As Ferreira Marques points out: “Shanghai’s yuan-based contract is the country’s first, and perhaps most dramatic, endeavor in international futures markets.”
Copper Pricing Power
Every buyer wants to dictate the price as much as possible. Given how heavily dependent it is on commodity imports, it makes sense for China to want to have a say in the copper market.
The metal is considered a key indicator for an economy that has recovered from the pandemic faster than the rest of the world. “The strong macro China data is giving copper another ride higher and it reinforces the view that China’s demand recovery is holding its shape,” ING analyst Wenyu Yao recently said.
Add to the fact that China — the world leader in electric vehicles — will lead the hunt for metals that are essential to the auto industry for years to come, it’s easy to see why it wants to be a price maker, not a price taker, for copper.
Copper rally LME
A yuan-denominated copper contract would propel China towards that status, as it achieves two things.
First, as mentioned above, the new futures contract elevates the international role of the yuan (and to a degree diminishes that of the US dollar). In fact, the yuan is one of the most actively traded currencies right now and should be included in the top tier of foreign-exchangeS, according to HSBC’s newly named head of FX research Paul Mackel.
Second, with copper being the most traded metal in the world, the new futures contract would greatly enhance the yuan’s convertibility and liquidity.
Eventually, the goal is to have the price quoted in yuan dominate copper trading internationally.
Copper is not the only industrial metal that has rallied since the US elections.

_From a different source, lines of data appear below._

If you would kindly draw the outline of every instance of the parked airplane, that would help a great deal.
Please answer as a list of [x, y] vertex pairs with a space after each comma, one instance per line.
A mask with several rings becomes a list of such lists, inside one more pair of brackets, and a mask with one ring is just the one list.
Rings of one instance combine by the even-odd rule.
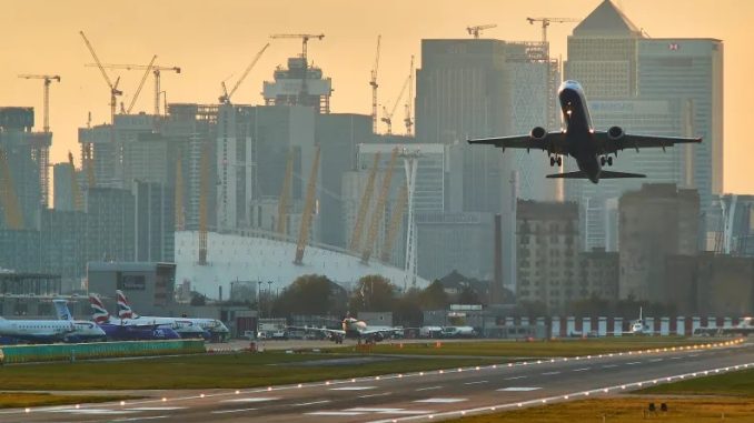
[[[177, 340], [178, 333], [166, 324], [132, 323], [127, 320], [112, 320], [97, 294], [89, 294], [89, 304], [95, 323], [105, 331], [107, 338], [117, 341]], [[58, 309], [58, 318], [70, 318], [68, 306]], [[65, 319], [63, 319], [65, 320]]]
[[291, 328], [291, 329], [302, 329], [306, 331], [318, 331], [327, 334], [335, 343], [341, 344], [344, 339], [357, 340], [359, 343], [361, 341], [366, 343], [376, 343], [385, 340], [386, 336], [394, 334], [403, 334], [404, 328], [390, 328], [390, 326], [371, 326], [367, 325], [367, 322], [358, 319], [354, 319], [350, 315], [340, 322], [343, 329], [326, 329], [326, 328]]
[[82, 342], [105, 339], [92, 322], [59, 320], [6, 320], [0, 318], [0, 336], [33, 343]]
[[181, 338], [206, 338], [212, 340], [224, 340], [228, 336], [228, 328], [217, 319], [192, 319], [192, 318], [156, 318], [136, 314], [122, 291], [117, 290], [118, 296], [118, 316], [131, 321], [158, 322], [160, 324], [170, 324]]
[[698, 143], [701, 138], [635, 135], [625, 133], [621, 127], [611, 127], [607, 131], [596, 131], [586, 104], [584, 89], [576, 81], [565, 81], [558, 89], [558, 101], [563, 112], [564, 129], [548, 132], [535, 127], [526, 135], [484, 138], [468, 140], [469, 144], [495, 145], [503, 150], [526, 149], [547, 151], [549, 165], [563, 164], [563, 155], [576, 159], [578, 171], [548, 174], [547, 178], [588, 179], [597, 183], [601, 179], [645, 178], [641, 173], [613, 172], [603, 170], [605, 164], [613, 165], [613, 157], [625, 149], [662, 148], [679, 143]]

Both iron ore and aluminum — both of which China consumes the most out of any other nation — as well as zinc, have all gone up.
Demand for these metals remains healthy, with iron ore continuing to enjoy a tailwind from a record Chinese steel production. Aluminum too has benefited from rising construction and manufacturing activity in China.
But the big surprise is zinc, which has even stolen copper’s spotlight in London with a surge to near 18-month highs. A supply crunch was the main catalyst, but the demand side pull from China steelmaking is still strong.
As for crude oil, China is considered the lone country that’s still “thirsty” for oil. This year, it has been quietly stockpiling inventory under the low-price environment, buying up more barrels than the prior year. Many believe this could be a strategic move to gain energy security as its rivals begin to cut orders.
It’s clear that China is seeing the outcome of the election — which some view as still “unresolved” — as an opportunity to joust for its position in the global economy.
Its latest move with copper futures is an emblem of its ambitions and may serve as a precursor for more moves to secure market power in other commodities.
The timing could not have been better either. Most of its rivals are still reeling from the impact of the pandemic while its own economy has mostly recovered.
Then we have to see how the “currency war” plays out, in which the copper contract will surely play an important factor.
“Industrial metals are red hot,” TD Securities analysts including Bart Melek recently commented. And as the world leader in consumption, China is sure to be in the thick of things.